Mistake 5: Claiming Social
Security too soon
Waiting
to claim Social Security benefits is one of the best investments
around. If your full retirement age is somewhere between 66 and 67,
your benefit check could grow by 32 percent if you wait until age 70 to
collect, Social Security spokesman Michael Webb said in an email. If your full
retirement age is 67, waiting until 70 yields a maximum possible increase of 24
percent.
The average benefit Social
Security pays is $1,294 — $2,111 for a couple. If your full retirement age is
66, waiting until 70 would grow a $1,294 benefit to $1,708 a month for life.
For couples, if both spouses wait to 70, the $2,111 average combined benefit
can grow to $2,787 a month.
On the
other hand, about half of retirees take Social Security at the earliest
possible moment — when they’re 62. U.S. News & World Report says:
Social
Security benefits are reduced for workers who sign up at age 62, and the amount
of the reduction has recently increased from 20 percent for people born in 1937
or earlier to 25 percent for baby boomers born between 1943 and 1954. … The
reduction in benefits for people claiming at age 62 will further increase to 30
percent for everyone born in 1960 or later under current law.
Take action:
·
Go to SocialSecurity.gov’s
My Account to see your estimated benefits. If you’ve paid into
the Social Security system, you can create an account and pull up a statement
showing what you’ll earn by claiming benefits at various ages.
·
Keep your current job if you can and delay retirement. Or get a
part-time job that helps you hang on longer before claiming benefits.
·
Hire a Certified Financial Planner to review your retirement
plan, income and expenses with you.
Mistake 6: Forgetting to
plan for taxes
The IRS
probably won’t disappear from your life when you retire.
For
instance, traditional tax-deferred retirement plans like 401(k)s and IRAs
require you to withdraw a minimum amount each year beginning in the year you
turn 70½. If you don’t, you could be hit with a big penalty.
Good
planning, especially before retirement, can help manage the tax bite. One
strategy, Stacy Johnson says, is to roll a portion of retirement savings into
a Roth retirement
plan, which has no minimum distribution requirements. Roth plans
require taxes to be paid before money goes in. You withdraw the funds tax-free
later. The strategies you use will depend on your income now and what you
expect it to be after retirement.
Take action: Make a plan — or get expert
help making one — that takes taxable retirement income into account.

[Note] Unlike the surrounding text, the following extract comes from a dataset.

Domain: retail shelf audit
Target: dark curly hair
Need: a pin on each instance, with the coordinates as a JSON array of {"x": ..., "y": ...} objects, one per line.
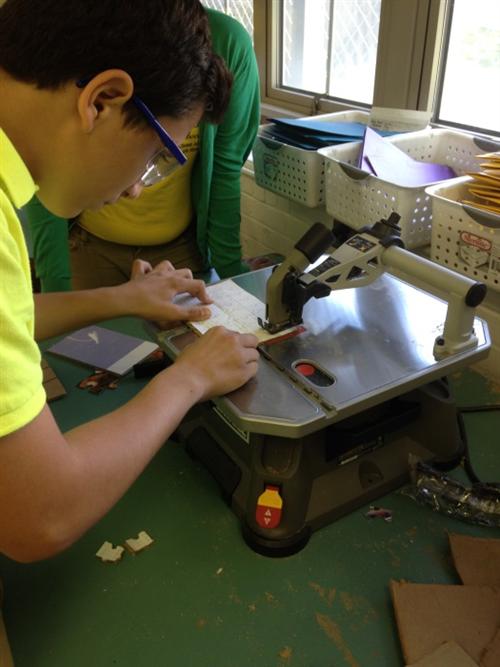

Mistake 7: Ignoring estate
planning
Get your
affairs in order before you’re ill or old so you’ll have control over where
your money and possessions go. It’s a kindness to your heirs, too, because they
won’t be saddled with the work.
Take action:
·
Make or update your will and,
if appropriate, make a revocable living
trust.
·
Sign a durable power of attorney naming someone you trust to
make your legal and financial decisions if you cannot.
·
Assign health care power of attorney to someone to make your
medical decisions if you’re unable.
Mistake 8: Investing too
conservatively
As
retirement grows nearer, it seems prudent to invest more conservatively. But
you could live another 20 years. Savings held too conservatively shrink because
of inflation. A portion of your funds needs to grow.
“Never
taking risk means taking a different risk,” Johnson says.
Take action: Learn about investing so you can be
confident in taking measured risks to earn gains, even as you grow older.